Genauso geht es auch Salome Buser, Sibill Urweider, Belinda Aréstegui, Fabienne Schmuki und Sophie Hunger: Sie glauben daran, dass sich das Frauenbild und damit die Präsenz von Musikerinnen verbessern wird. Dafür muss aber ein gesellschaftliches Umdenken stattfinden.

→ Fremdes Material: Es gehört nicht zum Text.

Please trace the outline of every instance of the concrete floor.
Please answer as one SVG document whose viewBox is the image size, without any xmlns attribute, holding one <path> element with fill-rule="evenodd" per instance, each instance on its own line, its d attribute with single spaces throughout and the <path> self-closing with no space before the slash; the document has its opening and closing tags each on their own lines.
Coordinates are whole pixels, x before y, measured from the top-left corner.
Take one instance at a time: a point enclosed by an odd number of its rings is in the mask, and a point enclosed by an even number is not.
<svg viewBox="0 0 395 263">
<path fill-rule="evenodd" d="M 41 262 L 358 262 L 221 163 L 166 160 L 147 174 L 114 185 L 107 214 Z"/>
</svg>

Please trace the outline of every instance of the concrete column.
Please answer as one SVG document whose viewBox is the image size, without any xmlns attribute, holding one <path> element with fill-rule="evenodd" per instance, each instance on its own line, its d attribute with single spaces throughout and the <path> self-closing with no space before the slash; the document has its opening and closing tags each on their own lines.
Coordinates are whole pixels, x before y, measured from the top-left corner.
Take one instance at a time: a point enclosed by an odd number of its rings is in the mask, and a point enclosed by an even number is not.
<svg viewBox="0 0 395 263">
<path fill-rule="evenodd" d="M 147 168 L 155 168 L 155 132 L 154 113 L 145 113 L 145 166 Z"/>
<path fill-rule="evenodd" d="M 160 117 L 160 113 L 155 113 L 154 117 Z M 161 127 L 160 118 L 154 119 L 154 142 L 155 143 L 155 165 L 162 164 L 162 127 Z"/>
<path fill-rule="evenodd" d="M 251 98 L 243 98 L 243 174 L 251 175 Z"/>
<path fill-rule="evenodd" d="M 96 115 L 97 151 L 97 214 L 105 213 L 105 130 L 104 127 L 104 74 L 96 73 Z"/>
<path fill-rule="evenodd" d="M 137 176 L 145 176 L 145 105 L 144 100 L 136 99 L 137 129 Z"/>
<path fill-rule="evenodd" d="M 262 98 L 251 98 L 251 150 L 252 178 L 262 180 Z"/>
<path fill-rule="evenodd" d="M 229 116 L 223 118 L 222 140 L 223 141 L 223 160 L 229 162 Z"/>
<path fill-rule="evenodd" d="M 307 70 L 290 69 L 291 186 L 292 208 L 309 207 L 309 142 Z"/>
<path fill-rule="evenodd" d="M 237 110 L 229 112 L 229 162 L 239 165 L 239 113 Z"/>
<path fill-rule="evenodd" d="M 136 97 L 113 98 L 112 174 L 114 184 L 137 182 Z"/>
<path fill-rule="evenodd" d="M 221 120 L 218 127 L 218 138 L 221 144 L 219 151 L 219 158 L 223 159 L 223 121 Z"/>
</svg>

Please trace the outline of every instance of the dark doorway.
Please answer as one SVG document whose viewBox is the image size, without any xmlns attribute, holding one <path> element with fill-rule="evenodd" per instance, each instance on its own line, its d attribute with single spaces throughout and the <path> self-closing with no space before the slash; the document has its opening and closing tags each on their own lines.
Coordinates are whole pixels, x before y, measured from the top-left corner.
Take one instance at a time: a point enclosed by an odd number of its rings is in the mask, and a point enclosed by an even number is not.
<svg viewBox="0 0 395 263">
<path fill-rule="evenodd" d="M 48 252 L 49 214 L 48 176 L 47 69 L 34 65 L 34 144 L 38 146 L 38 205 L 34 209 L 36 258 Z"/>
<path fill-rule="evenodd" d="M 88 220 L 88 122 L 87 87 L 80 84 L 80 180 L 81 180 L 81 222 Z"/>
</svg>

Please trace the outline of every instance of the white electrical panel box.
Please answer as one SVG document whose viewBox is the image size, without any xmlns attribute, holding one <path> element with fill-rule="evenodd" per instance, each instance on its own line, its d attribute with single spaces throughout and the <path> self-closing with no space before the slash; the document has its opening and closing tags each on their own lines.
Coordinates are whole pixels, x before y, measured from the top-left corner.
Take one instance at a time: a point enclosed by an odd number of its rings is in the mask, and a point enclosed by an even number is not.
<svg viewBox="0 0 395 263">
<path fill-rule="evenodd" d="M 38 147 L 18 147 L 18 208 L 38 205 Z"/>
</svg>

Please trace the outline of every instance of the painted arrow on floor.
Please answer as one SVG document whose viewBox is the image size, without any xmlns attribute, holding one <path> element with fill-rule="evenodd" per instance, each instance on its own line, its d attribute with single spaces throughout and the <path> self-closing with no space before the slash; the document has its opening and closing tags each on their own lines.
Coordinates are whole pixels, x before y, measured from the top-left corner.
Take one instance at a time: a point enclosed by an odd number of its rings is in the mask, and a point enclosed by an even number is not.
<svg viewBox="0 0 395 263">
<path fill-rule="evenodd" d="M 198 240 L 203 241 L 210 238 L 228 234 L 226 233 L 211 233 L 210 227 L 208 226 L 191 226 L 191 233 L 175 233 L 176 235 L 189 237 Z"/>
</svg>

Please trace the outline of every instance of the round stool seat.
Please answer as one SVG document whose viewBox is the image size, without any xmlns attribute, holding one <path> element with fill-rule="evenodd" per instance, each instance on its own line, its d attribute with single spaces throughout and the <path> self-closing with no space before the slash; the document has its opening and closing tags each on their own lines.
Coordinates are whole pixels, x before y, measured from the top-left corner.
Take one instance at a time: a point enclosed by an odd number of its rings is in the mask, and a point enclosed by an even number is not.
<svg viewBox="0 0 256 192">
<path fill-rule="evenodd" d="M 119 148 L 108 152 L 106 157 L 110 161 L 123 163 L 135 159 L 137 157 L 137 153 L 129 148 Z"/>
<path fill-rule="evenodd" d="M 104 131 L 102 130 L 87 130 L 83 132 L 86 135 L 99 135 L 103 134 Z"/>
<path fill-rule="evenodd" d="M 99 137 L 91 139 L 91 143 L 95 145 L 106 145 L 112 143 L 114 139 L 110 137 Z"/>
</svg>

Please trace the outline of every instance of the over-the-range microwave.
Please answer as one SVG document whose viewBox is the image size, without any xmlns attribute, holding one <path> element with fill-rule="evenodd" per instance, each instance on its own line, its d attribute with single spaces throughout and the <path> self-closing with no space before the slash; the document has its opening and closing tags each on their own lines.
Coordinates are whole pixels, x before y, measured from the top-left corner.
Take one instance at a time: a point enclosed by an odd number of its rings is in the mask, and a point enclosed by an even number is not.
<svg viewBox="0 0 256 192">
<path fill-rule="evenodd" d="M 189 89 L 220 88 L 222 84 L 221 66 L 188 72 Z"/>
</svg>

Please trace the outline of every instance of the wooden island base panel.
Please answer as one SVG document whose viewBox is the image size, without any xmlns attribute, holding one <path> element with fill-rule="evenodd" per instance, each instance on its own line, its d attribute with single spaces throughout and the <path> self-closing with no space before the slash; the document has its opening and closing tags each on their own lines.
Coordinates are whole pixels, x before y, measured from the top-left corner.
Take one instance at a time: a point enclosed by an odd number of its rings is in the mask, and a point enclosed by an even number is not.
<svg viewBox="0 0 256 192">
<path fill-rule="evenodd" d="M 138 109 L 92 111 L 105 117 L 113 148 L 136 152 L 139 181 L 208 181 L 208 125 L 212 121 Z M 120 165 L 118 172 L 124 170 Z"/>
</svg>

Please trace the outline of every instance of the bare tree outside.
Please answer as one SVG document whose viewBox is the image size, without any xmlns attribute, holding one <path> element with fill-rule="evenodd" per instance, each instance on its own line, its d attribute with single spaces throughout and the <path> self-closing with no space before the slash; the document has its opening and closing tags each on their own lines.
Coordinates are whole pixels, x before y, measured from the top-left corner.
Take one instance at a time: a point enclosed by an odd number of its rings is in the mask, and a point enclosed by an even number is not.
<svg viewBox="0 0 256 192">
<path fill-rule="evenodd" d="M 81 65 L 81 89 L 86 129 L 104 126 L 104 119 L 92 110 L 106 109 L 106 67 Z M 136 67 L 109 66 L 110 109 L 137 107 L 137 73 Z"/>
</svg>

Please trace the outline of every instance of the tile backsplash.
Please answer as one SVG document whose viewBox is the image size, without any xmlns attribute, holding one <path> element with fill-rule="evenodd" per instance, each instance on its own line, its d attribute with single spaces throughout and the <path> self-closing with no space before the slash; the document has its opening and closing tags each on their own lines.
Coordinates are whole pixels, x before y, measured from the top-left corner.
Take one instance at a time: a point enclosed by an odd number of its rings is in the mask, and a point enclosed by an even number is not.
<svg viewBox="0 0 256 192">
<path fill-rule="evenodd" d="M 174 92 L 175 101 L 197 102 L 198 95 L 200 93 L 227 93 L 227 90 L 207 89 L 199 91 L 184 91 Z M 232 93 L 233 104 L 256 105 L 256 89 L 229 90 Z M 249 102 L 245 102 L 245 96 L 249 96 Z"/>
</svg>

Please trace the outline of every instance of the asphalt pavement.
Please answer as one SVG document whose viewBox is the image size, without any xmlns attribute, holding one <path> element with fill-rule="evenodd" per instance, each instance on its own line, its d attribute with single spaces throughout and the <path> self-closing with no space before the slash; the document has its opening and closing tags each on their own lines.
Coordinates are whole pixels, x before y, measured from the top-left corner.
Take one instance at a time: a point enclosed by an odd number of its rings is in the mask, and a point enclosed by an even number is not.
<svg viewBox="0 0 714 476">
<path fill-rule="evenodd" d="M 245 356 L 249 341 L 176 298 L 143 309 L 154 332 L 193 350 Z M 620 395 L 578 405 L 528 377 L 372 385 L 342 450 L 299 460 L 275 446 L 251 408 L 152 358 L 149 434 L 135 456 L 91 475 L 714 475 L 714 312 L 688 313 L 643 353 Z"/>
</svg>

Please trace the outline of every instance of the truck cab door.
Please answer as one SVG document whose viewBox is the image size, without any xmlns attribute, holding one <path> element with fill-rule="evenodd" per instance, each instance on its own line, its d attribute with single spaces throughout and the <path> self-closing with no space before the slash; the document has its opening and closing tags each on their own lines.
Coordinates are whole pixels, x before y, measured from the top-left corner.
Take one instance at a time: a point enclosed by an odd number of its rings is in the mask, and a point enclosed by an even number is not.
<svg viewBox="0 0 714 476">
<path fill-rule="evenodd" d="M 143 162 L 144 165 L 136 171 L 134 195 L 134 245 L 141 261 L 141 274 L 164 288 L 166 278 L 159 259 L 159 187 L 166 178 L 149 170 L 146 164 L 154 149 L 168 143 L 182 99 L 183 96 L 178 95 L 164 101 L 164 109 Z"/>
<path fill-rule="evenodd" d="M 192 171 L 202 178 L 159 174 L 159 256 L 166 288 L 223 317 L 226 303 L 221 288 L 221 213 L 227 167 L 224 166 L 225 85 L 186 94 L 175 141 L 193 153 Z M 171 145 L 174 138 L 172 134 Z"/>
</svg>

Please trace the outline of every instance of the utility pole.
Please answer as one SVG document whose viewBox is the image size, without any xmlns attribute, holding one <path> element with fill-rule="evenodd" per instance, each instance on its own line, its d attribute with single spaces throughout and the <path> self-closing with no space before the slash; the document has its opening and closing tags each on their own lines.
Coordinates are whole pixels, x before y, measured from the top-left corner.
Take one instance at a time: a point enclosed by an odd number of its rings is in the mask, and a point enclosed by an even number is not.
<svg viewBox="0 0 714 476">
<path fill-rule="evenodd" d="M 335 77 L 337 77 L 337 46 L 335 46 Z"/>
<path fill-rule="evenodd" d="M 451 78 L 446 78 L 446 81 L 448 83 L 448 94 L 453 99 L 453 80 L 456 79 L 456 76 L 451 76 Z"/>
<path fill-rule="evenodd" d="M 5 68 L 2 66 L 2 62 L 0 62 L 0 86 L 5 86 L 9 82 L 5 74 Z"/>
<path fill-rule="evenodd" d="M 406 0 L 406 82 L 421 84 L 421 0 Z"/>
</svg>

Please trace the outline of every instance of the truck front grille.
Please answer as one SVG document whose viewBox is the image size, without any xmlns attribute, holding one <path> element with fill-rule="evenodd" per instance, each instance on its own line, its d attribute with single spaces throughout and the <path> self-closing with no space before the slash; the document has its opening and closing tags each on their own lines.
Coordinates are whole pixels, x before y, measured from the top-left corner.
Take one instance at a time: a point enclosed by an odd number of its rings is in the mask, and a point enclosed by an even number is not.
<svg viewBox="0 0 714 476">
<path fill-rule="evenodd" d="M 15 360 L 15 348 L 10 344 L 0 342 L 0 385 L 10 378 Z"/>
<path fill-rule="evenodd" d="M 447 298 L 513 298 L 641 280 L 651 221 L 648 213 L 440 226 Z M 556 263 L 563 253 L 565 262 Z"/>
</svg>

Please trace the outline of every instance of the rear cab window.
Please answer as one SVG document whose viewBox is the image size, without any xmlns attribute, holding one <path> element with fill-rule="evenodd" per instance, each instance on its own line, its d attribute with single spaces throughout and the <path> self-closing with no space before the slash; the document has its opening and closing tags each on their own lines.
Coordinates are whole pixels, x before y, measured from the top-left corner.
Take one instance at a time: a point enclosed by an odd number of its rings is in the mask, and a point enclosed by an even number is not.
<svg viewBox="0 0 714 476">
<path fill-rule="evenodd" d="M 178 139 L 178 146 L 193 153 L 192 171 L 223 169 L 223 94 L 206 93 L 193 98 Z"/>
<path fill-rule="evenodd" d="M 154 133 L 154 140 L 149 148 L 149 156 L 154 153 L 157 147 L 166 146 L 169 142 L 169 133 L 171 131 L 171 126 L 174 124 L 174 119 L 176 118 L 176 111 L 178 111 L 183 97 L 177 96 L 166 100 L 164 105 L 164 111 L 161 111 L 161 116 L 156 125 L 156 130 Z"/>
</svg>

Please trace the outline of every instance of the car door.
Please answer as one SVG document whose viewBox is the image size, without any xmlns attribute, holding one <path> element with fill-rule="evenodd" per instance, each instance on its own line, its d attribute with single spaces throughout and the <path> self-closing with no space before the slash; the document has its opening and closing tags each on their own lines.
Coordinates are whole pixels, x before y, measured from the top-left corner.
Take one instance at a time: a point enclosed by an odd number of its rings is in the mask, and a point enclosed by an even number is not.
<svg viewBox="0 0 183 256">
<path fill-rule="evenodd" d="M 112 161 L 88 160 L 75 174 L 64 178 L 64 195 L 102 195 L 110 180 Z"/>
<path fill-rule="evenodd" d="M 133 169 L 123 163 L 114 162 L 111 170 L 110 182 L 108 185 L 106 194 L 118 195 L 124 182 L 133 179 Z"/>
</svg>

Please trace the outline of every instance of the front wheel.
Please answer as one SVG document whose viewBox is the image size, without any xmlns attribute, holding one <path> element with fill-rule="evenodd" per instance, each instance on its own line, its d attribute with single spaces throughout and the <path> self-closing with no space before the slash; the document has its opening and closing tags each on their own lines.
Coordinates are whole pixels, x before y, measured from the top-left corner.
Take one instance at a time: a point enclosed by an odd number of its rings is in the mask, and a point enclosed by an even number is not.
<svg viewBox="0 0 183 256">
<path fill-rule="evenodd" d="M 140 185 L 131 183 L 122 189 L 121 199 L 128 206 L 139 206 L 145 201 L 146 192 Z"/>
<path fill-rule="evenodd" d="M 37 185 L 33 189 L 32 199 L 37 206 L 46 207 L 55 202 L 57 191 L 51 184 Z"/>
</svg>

Und Sophie Hunger spricht mir diesbezüglich aus dem Herzen: «Solange die Gleichheit nicht da ist, ist Feminismus für jede Frau, die sich geistig nicht unterworfen hat, Ehrensache. Leider ist Feminismus in Europa noch immer etwas extrem Unattraktives. In den USA sind Frauen wie Emma Watson, Beyoncé, Lena Dunham oder Taylor Swift stolz auf den Feminismus und werden dafür bewundert. Da sind wir Europäer duckmäuserischer, als wir gern denken. Aber in einer selbstbewussten, klugen, freien Gesellschaft sollte das voller Freude und Eleganz bestehen. Und da glaube ich an die Schweiz.»